Deployments
How might the system be deployed?
Kubernetes (Locally or AWS EKS)
You will need:
- Docker v19.03+ for building containers
- Kubernetes v1.21+ for cluster orchestration and container management
- Helm v3+ for deploying to Kubernetes and managing deployments
* Service in this case means K8s Service
resource, which acts as an in-cluster DNS name.
Palisade primarily supports deployment through helm
to a K8s cluster.
This allows for containerisation, scaling and auto-recovery on service failure.
Palisade is regularly deployed to local K8s clusters for manual developer testing, and to AWS EKS for CI/CD automated testing.

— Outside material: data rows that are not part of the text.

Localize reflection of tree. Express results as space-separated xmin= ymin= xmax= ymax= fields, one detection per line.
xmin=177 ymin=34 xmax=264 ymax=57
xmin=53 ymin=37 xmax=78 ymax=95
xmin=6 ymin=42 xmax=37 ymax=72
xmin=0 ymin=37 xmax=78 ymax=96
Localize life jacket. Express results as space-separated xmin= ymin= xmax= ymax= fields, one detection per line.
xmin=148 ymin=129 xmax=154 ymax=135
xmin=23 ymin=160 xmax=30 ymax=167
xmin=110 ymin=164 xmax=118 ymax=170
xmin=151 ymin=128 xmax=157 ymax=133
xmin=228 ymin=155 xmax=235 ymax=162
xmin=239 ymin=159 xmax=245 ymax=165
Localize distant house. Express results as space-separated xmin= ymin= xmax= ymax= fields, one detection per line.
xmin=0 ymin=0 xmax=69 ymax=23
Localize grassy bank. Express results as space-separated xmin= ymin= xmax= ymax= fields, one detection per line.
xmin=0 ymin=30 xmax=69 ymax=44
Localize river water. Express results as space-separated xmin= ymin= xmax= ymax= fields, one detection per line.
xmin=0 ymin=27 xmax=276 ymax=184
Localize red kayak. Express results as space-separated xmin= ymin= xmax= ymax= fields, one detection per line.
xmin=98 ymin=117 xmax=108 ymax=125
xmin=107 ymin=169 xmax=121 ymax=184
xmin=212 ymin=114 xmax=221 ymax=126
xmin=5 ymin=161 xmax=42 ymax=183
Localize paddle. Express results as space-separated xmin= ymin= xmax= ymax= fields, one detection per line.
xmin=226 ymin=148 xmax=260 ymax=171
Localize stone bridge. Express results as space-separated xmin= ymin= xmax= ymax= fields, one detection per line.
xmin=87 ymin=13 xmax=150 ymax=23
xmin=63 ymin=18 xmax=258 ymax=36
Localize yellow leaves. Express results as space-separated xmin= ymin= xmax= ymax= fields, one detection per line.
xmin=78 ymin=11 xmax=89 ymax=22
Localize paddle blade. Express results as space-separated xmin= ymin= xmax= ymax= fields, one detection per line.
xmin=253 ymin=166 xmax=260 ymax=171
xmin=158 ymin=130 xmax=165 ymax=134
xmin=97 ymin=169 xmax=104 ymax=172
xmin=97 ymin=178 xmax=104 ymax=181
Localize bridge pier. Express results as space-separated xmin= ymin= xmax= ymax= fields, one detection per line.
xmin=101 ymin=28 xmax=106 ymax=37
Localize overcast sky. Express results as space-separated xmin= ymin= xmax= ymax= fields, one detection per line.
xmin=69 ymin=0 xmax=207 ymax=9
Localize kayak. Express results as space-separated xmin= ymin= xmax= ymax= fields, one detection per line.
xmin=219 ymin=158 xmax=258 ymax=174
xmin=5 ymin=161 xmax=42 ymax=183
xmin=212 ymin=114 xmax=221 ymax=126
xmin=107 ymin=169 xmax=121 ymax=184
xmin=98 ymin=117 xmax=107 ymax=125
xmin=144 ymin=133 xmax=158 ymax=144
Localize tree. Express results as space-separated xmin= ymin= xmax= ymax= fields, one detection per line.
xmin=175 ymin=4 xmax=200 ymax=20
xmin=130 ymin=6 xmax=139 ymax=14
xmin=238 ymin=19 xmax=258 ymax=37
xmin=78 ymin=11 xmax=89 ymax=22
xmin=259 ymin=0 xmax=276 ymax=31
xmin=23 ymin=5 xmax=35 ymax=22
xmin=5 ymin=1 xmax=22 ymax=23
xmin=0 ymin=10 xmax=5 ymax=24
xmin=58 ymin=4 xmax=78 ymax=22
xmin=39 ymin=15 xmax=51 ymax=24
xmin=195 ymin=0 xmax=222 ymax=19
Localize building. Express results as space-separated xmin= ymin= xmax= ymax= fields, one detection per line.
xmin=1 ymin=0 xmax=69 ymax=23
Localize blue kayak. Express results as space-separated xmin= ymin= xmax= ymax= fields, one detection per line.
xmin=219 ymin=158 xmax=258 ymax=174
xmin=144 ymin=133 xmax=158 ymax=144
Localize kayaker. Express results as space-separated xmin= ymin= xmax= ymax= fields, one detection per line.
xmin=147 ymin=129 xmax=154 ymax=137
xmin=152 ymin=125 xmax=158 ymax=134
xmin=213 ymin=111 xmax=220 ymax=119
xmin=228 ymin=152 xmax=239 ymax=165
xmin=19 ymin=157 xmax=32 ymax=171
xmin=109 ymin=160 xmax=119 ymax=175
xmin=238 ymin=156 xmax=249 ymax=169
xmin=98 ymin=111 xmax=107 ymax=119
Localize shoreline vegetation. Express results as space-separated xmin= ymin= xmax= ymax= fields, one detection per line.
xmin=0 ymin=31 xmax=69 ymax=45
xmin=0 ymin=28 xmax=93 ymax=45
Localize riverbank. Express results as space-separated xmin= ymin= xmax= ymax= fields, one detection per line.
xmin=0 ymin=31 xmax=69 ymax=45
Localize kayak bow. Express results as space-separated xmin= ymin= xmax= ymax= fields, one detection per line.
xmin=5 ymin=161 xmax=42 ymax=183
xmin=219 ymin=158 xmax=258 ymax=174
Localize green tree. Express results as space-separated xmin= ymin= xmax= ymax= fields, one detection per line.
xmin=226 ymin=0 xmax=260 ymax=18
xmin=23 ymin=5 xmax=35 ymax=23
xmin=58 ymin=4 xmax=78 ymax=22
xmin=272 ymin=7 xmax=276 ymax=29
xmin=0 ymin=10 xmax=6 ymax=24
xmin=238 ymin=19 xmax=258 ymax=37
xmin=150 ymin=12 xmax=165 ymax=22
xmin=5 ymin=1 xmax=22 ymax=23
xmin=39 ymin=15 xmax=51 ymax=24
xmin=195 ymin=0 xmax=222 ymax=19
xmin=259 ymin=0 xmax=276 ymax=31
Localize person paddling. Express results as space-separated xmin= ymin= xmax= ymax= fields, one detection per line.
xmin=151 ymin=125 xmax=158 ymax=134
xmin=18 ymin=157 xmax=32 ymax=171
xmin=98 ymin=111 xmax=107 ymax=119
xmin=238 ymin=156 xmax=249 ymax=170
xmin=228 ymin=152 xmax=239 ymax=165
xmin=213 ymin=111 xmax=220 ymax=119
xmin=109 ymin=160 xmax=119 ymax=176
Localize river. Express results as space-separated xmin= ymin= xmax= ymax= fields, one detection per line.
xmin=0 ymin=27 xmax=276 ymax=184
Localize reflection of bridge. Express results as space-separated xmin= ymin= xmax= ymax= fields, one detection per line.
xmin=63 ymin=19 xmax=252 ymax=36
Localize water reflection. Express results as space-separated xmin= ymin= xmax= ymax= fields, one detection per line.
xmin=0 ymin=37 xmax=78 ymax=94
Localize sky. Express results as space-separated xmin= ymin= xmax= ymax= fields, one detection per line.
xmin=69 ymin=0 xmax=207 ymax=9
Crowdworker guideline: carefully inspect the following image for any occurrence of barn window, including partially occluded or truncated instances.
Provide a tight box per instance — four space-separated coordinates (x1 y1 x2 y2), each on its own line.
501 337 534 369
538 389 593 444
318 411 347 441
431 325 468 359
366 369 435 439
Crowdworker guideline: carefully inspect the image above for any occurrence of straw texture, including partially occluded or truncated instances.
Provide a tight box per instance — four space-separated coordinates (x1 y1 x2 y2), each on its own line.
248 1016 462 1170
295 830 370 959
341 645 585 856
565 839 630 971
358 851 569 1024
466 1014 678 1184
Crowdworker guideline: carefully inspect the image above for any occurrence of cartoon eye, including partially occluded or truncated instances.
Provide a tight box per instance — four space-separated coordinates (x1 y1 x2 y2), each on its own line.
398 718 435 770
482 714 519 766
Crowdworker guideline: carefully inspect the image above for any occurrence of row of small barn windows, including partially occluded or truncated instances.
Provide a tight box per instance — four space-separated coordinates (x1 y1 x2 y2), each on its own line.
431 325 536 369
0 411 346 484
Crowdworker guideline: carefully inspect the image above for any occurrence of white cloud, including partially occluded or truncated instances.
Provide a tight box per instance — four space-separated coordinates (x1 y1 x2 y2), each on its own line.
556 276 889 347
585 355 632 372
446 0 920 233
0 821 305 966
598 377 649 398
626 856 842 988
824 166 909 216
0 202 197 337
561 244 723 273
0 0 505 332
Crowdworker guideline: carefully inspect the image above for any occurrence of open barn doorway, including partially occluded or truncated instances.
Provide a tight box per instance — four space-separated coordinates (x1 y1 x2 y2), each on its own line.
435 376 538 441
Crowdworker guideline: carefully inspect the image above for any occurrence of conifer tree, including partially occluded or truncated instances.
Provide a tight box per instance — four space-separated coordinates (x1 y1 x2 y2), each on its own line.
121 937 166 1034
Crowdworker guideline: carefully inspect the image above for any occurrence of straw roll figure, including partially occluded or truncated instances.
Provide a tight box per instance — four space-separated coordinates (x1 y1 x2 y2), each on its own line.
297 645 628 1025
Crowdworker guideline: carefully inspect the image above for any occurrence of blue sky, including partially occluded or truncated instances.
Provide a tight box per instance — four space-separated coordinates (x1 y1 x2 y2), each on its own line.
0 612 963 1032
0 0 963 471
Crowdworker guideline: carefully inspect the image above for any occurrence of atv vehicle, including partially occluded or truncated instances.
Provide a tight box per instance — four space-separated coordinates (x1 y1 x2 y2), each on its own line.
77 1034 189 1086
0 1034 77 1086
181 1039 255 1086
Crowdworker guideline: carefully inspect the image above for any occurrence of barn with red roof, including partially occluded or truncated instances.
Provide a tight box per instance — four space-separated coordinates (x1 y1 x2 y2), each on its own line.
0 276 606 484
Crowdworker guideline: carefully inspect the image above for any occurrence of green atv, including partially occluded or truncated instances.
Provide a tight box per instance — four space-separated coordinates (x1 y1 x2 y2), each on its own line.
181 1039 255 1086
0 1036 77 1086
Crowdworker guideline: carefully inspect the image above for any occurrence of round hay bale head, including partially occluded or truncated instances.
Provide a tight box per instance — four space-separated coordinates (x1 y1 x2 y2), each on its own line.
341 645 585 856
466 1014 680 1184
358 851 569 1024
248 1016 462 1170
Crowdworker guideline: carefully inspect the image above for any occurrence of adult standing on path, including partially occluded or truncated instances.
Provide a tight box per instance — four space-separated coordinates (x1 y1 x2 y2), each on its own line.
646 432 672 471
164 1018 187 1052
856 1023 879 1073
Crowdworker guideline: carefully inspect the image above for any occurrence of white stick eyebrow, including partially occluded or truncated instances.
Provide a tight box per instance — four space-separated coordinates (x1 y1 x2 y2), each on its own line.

In this deployment, containers for each microservice are managed by various K8s workload resources, notably Deployment
and Statefulset
.
These can then be scaled up or down as appropriate, with the optional metrics-server responsible for horizontal auto-scaling.
The Palisade services are accessed through a Traefik ingress, which is installed into the kube-system
namespace rather than with the rest of the Palisade services (the palisade
namespace in this diagram).
Each microservice is responsible for its own volume mounts, configuration, and ingress-route if any.
Redis and Kafka can be either installed into the same namespace as the Palisade services, or in a separate namespace not managed by Palisade (the shared-infra
in this diagram).
Palisade can be configured via configuration yaml files, to use different clients, and therefore work with different technologies, see Palisade Clients.
Further configuration can then point the Data and Resource Service to different data stores which can be located outside of the Palisade deployment.
JVM Processes
You will need:
Palisade also supports running as bare JVM processes outside of K8s, but of course without any of the benefits provided by K8s.
In this deployment, a separate JVM is spawned for each microservice and will run unmanaged. This means services will not recover from crashes or critical errors.
The Palisade services are accessed through their localhost address and port. Each microservice uses the local filesystem without any additional volume mounts.
Palisade can be configured via environment variables passed to the jars, to use different clients, and therefore work with different technologies, see Palisade Clients.
Further configuration can then point the Data and Resource Service to different data stores which can be located outside of the Palisade deployment.
n.b. Redis and Kafka are still required in some form, whether exposed in a local K8s cluster, running as local processes, or hosted externally as a SaaS.